My initial admiration for her, dampened by recent uncertainties, came roaring back. Like myself, she ultimately served what some might call the public interest. Of course, it was necessary to see somewhat to one’s own interest so as to be properly positioned to rise in defense of the public good at the exactly right time….
“Anyway,” Quentin went on, “I can’t offer the tidy illustrations you…and Nell have marshaled for London and Paris.” He waved a gloved hand over the map of Prague. “Like London and Paris and most great cities of the world, Prague is bisected by a river. Unlike the much larger capitals, Prague is lopsided, with only the smaller Mala Strana and Prague Castle districts sitting across the river from the sprawling districts of the city’s western and southern sections.”

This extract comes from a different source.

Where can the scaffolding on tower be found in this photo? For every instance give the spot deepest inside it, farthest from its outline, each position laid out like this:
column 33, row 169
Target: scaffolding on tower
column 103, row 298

We stared at the areas he indicated, and nodded sagely at the obvious.
“The Whitechapel murders,” Irene said, “were confined to a very small area of a notorious but quite small site within the equally notorious East End of London. In Paris, the murders kept to the right bank, but involved the entire city on that side.”
“Here they do not cross the river either,” Quentin said, “only here the river is not the Seine, but the Vltava. And they have so far been confined to the crowded section in the crook of the river, northeast from the Joseph Quarter in the Old Town to the New Town Hall district, and southwest from the Old New Synagogue to the museum. These streets are dense and old, narrow and dirty, easy to disappear into…and out of.”
“Like Whitechapel,” I said.
“Were any of the bodies moved from the place of death to be displayed elsewhere?” Irene wondered.
“Nobody’s considered that,” Quentin said. “Certainly they were readily found, openly left on the street as in London. Why? Was it different in Paris?”
“Some of the bodies were moved to the Paris Morgue for identification. Although the Whitechapel bodies also swiftly found their way to city morgues, the Paris Morgue is a showplace as well as an official mortuary. So by the very fact of being killed in Paris, the victims were on display, if anonymously. While one body was held back even from that public acknowledgment, another was deliberately brought into a famous Paris wax museum and substituted for a corpse on display.”
“Nervy!” Quentin said, almost admiringly. “But you know, perhaps the Whitechapel bodies were also put on display, just less obviously so. Civil murder isn’t my bailiwick, but weren’t the bodies found quite soon after the killings, in the open, stumbled over, in fact, by the usual Whitechapel residents whose jobs start in the wee hours or go past midnight?”
“Yes,” I said, eager to join the discussion. “Everyone assumed the victims had been dropped in their tracks, but they could have been dragged around a corner into a more public view, at the least. Often a bobby was due to pass by the sites within minutes, or no more than half an hour.”
Bram Stoker spoke again, as our speculation finally touched on his area of expertise. “You’re saying the Ripper always set the scene, whether on Hanbury Street or under the shadow of the Eiffel Tower in Paris, much as a stage direction might call for a body to lie by the footlights at the beginning of an act.”
There was a silence. No one had quite conceived of the Ripper as a stage manager.
“Quentin,” Irene asked, “where were the bodies found here?”
His forefinger danced over five points on the east side of the Vltava: “Here, by the New Town Hall and diagonally opposite at the far northeast corner of the
Staré M
sto
district.”
Irene seized the pen and the ink-stained edge of the cablegram from Mycroft Holmes and drew a line.
“And here,” he went on, “at the Old Town Square, and diagonally down near the museum.”
“And that was the order of the crimes?”
“Yes.” Quentin watched the dark slash of another line intersect the first, forming the telltale “X.”
As he had said earlier, drawing “X”s on maps was arbitrary child’s play. Finding a Chi-Rho at the heart of them was harder.